Impacto nacional e resposta do sistema público

Segundo estimativas atualizadas da Organização Pan-Americana da Saúde (Opas), aproximadamente 4 milhões de brasileiros apresentam algum tipo de transtorno relacionado a apostas. O problema transcende a esfera do lazer, gerando graves consequências:

  • Endividamento familiar progressivo e muitas vezes catastrófico
  • Aumento significativo de casos de depressão e ansiedade
  • Risco elevado de comportamentos suicidas em situações extremas

Diante desse cenário alarmante, o ministro da Saúde, Alexandre Padilha, destacou durante evento de simulação do serviço que "a introdução do teleatendimento surge da percepção de que pessoas com problemas relacionados a jogos de apostas raramente procuram serviços de saúde presenciais". O estigma social, a vergonha em admitir o problema e o temor de julgamento por parte de familiares e amigos criam barreiras significativas para o acesso ao tratamento tradicional.
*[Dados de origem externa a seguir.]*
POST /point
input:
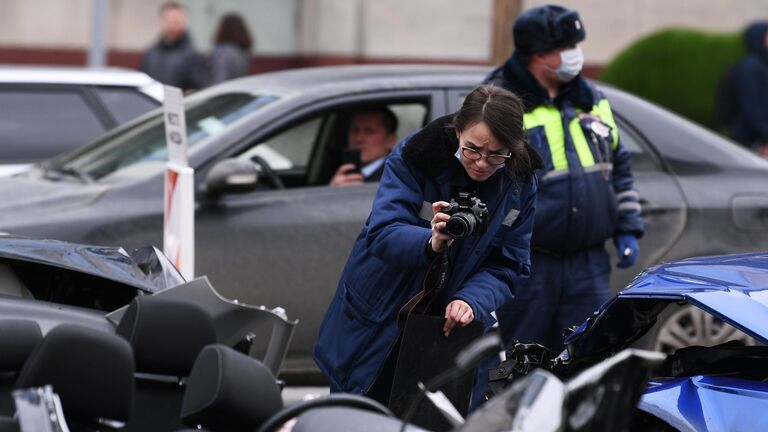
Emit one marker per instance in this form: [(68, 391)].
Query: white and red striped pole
[(179, 197)]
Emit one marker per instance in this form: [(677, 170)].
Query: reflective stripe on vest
[(549, 117)]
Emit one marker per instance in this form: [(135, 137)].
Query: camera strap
[(427, 301)]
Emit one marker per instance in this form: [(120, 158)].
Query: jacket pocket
[(345, 337)]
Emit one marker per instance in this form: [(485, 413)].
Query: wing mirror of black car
[(231, 176)]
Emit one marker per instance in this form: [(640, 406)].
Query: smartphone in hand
[(352, 156)]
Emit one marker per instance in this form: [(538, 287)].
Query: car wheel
[(688, 326)]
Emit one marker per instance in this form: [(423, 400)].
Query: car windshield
[(144, 143)]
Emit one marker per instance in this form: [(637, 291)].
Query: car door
[(287, 247), (663, 204), (39, 121)]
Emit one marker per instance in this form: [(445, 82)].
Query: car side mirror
[(231, 176)]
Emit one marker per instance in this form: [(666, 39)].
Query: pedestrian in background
[(173, 60), (231, 54), (586, 195), (750, 126)]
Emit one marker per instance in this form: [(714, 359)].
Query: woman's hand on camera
[(458, 312), (440, 239)]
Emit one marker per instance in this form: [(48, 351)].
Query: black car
[(283, 240), (46, 111)]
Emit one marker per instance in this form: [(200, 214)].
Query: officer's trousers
[(562, 292)]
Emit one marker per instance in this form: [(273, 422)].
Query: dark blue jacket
[(389, 259), (587, 190), (751, 124)]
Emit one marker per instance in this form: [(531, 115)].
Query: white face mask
[(571, 62)]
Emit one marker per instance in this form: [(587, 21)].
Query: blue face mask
[(571, 62)]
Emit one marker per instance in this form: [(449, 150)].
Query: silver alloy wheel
[(692, 326)]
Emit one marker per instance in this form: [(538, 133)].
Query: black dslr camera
[(468, 214)]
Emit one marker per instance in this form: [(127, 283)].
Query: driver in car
[(372, 135)]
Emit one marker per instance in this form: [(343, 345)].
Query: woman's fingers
[(457, 312), (437, 206)]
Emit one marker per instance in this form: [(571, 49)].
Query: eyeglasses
[(492, 159)]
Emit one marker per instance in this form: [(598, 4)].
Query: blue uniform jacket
[(389, 260), (580, 207)]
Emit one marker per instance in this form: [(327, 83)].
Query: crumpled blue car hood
[(733, 288), (146, 269)]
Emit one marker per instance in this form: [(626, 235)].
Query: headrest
[(90, 370), (166, 334), (17, 340), (229, 391)]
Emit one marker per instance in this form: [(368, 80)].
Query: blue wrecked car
[(698, 388)]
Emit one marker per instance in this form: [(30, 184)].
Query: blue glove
[(627, 249)]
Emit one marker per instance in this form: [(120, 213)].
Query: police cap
[(546, 28)]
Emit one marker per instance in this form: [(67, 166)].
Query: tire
[(686, 325)]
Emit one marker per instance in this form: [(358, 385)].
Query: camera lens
[(460, 225)]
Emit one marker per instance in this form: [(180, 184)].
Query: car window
[(642, 160), (410, 116), (290, 149), (145, 142), (309, 152), (125, 103), (38, 124)]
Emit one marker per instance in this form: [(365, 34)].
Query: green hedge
[(677, 68)]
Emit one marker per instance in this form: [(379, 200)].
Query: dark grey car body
[(700, 193)]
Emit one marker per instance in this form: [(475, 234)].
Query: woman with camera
[(478, 155)]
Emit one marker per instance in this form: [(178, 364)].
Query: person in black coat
[(231, 56), (173, 60), (751, 123), (373, 132)]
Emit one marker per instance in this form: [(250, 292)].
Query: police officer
[(586, 194)]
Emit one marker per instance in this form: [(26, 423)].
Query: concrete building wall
[(611, 25), (351, 30)]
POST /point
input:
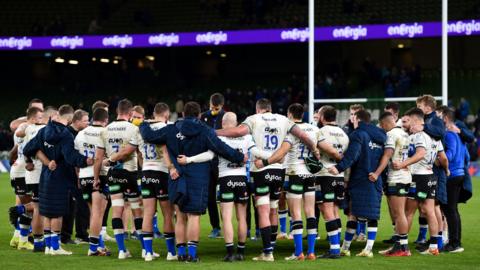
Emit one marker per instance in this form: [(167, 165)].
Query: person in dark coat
[(363, 156), (213, 118), (57, 143), (189, 192)]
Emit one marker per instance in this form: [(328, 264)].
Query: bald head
[(229, 120)]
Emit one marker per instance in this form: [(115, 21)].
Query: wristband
[(265, 162)]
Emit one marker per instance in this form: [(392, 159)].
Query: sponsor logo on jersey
[(227, 196), (232, 184), (297, 187), (262, 189), (272, 177)]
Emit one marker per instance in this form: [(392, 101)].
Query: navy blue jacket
[(455, 151), (190, 137), (467, 136), (435, 128), (57, 143), (363, 156)]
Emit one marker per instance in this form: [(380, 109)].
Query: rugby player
[(122, 178), (423, 180), (397, 181), (95, 193), (268, 130)]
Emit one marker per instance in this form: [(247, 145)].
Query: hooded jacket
[(190, 137), (56, 142), (363, 156)]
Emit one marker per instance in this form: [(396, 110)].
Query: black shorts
[(332, 189), (124, 182), (155, 185), (269, 182), (86, 185), (425, 187), (233, 189), (301, 184), (19, 186), (397, 189), (32, 190)]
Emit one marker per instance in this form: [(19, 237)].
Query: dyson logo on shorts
[(232, 184), (272, 177), (164, 40), (295, 34), (117, 41), (349, 32), (466, 28), (67, 42), (212, 38), (402, 30), (16, 43)]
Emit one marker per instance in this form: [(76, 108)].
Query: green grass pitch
[(211, 251)]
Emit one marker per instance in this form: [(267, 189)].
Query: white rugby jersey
[(398, 141), (86, 143), (335, 136), (152, 154), (117, 135), (33, 177), (268, 131), (295, 159), (242, 144), (18, 167), (432, 148)]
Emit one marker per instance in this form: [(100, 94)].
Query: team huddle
[(418, 161)]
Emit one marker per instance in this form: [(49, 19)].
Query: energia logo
[(295, 34), (402, 30), (117, 41), (66, 42), (16, 43), (212, 37), (349, 32), (164, 40)]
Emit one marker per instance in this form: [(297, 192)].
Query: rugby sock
[(181, 247), (332, 232), (371, 234), (101, 243), (55, 240), (48, 238), (361, 225), (155, 224), (16, 233), (282, 215), (24, 222), (434, 241), (266, 234), (241, 248), (311, 234), (170, 240), (403, 239), (192, 248), (138, 228), (117, 225), (339, 224), (229, 248), (349, 233), (297, 231), (20, 209), (423, 228), (38, 241), (274, 235), (93, 243), (148, 242), (440, 240)]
Funcionamento do serviço e investimento público

Com um investimento inicial de 2,5 milhões de reais, o novo serviço será acessado exclusivamente através do aplicativo Meu SUS Digital. A operacionalização segue um fluxo cuidadosamente estruturado:

  1. Download do aplicativo e login com conta gov.br
  2. Acesso à seção "Miniapps" e seleção da opção "Problemas com jogos de apostas?"
  3. Realização de um autoteste validado cientificamente para identificação de riscos
  4. Encaminhamento automático para teleatendimento nos casos moderados e graves

As consultas, disponíveis para maiores de 18 anos, são realizadas por vídeo com duração média de 45 minutos e integram ciclos estruturados de cuidado que podem incluir até 13 sessões por paciente – seja em modalidade individual ou em grupo com a rede de apoio. A confidencialidade e gratuidade são garantidas pelo Ministério da Saúde.
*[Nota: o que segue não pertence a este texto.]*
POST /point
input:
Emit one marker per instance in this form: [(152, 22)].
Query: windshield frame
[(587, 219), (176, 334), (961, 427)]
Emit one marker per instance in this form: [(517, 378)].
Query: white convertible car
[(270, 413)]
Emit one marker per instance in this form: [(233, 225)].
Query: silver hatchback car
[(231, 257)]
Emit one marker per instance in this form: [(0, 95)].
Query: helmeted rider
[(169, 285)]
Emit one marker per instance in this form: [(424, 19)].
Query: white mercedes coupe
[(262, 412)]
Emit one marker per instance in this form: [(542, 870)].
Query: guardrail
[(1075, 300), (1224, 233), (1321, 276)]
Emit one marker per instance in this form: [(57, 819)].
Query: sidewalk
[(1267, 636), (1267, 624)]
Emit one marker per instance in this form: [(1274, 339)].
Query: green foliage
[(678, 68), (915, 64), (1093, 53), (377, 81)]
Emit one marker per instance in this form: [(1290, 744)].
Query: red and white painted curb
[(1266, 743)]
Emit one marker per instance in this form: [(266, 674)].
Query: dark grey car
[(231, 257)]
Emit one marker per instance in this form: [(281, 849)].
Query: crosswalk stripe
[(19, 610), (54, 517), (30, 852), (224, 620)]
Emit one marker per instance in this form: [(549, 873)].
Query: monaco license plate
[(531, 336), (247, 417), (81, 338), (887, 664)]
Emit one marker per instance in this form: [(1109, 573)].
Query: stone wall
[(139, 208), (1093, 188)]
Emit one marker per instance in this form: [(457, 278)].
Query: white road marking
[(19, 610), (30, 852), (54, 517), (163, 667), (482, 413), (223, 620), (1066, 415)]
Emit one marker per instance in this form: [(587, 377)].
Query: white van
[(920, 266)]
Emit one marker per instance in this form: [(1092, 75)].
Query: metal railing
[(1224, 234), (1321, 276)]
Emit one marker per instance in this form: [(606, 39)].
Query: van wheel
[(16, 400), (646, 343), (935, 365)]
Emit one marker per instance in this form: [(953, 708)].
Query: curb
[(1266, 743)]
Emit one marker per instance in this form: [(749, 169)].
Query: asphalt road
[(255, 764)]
Equipe multidisciplinar e integração com outras iniciativas

O atendimento será conduzido por uma equipe especializada composta por:

  • Psicólogos e terapeutas ocupacionais como primeira linha de cuidado
  • Suporte psiquiátrico quando necessário para casos mais complexos
  • Assistentes sociais e equipes de medicina da família para facilitar o acesso a outros serviços de saúde

Esta ação se insere em um conjunto mais amplo de medidas governamentais para mitigar os danos causados pela dependência em apostas, que inclui a Plataforma de Autoexclusão Centralizada – permitindo que usuários bloqueiem voluntariamente seu acesso a todos os sites de apostas autorizados no Brasil – e o Observatório Saúde Brasil de Apostas, canal integrado dos ministérios da Saúde e da Fazenda para monitoramento e oferta de ajuda.
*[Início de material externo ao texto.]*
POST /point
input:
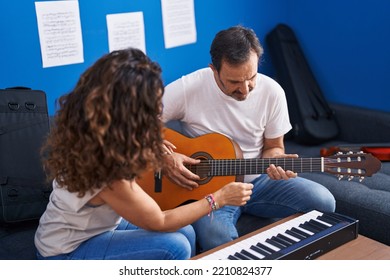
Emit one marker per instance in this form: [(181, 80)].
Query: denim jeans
[(270, 199), (128, 242)]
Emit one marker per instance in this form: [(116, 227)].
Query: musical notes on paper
[(59, 32), (178, 22), (126, 30)]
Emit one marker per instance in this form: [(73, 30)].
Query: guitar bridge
[(158, 182)]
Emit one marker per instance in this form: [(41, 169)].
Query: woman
[(107, 133)]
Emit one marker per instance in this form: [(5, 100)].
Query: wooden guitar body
[(222, 163), (167, 193)]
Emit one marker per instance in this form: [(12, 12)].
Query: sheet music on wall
[(59, 32), (178, 22), (126, 30)]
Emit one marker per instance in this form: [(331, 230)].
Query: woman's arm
[(129, 200)]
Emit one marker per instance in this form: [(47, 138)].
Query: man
[(230, 97)]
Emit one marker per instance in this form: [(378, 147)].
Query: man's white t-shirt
[(197, 101)]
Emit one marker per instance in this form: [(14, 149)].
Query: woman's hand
[(234, 193)]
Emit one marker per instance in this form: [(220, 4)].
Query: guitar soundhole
[(202, 169)]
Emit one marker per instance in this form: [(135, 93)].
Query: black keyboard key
[(274, 243), (287, 239), (231, 257), (260, 250), (249, 255), (297, 230), (308, 227), (281, 241), (263, 246), (327, 220), (333, 217), (319, 224), (295, 234), (241, 256)]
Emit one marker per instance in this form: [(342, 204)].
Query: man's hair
[(108, 127), (234, 46)]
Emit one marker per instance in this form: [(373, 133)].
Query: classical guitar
[(222, 162), (378, 150)]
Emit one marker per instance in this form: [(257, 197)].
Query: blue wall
[(346, 42)]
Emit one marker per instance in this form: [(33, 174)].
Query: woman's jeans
[(127, 242), (270, 199)]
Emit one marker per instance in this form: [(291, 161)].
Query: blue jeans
[(270, 199), (128, 242)]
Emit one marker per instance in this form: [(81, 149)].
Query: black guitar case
[(24, 125), (312, 119)]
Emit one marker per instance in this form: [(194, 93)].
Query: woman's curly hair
[(108, 128)]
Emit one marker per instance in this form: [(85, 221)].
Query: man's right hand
[(175, 170)]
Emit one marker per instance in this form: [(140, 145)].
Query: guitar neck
[(230, 167)]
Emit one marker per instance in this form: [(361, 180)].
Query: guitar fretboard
[(229, 167)]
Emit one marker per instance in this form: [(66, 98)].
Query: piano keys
[(305, 237)]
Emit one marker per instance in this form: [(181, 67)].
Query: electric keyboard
[(307, 236)]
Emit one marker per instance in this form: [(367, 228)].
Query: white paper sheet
[(126, 30), (59, 32), (178, 22)]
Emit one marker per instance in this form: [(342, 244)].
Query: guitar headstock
[(352, 165)]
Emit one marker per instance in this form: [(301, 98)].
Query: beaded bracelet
[(213, 204)]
Dimensão global do problema

A Organização Mundial da Saúde (OMS) estima que aproximadamente 1,2% da população mundial sofre com transtornos por jogos e apostas. O grupo da Comissão Lancet projeta que as perdas líquidas globais dos usuários podem alcançar a impressionante marca de 700 bilhões de dólares até 2028, evidenciando a magnitude econômica e social do problema.

No Brasil, dados do próprio Ministério da Saúde revelam que foram realizados 6.157 atendimentos presenciais relacionados à dependência em apostas no ano anterior à implementação do teleatendimento, número que se espera expandir significativamente com a nova modalidade remota. A meta inicial estabelecida pela pasta é oferecer 600 consultas mensais através da parceria com o Hospital Sírio-Libanês, representando um avanço crucial na democratização do acesso a tratamento especializado para um problema de saúde pública que afeta milhões de famílias brasileiras.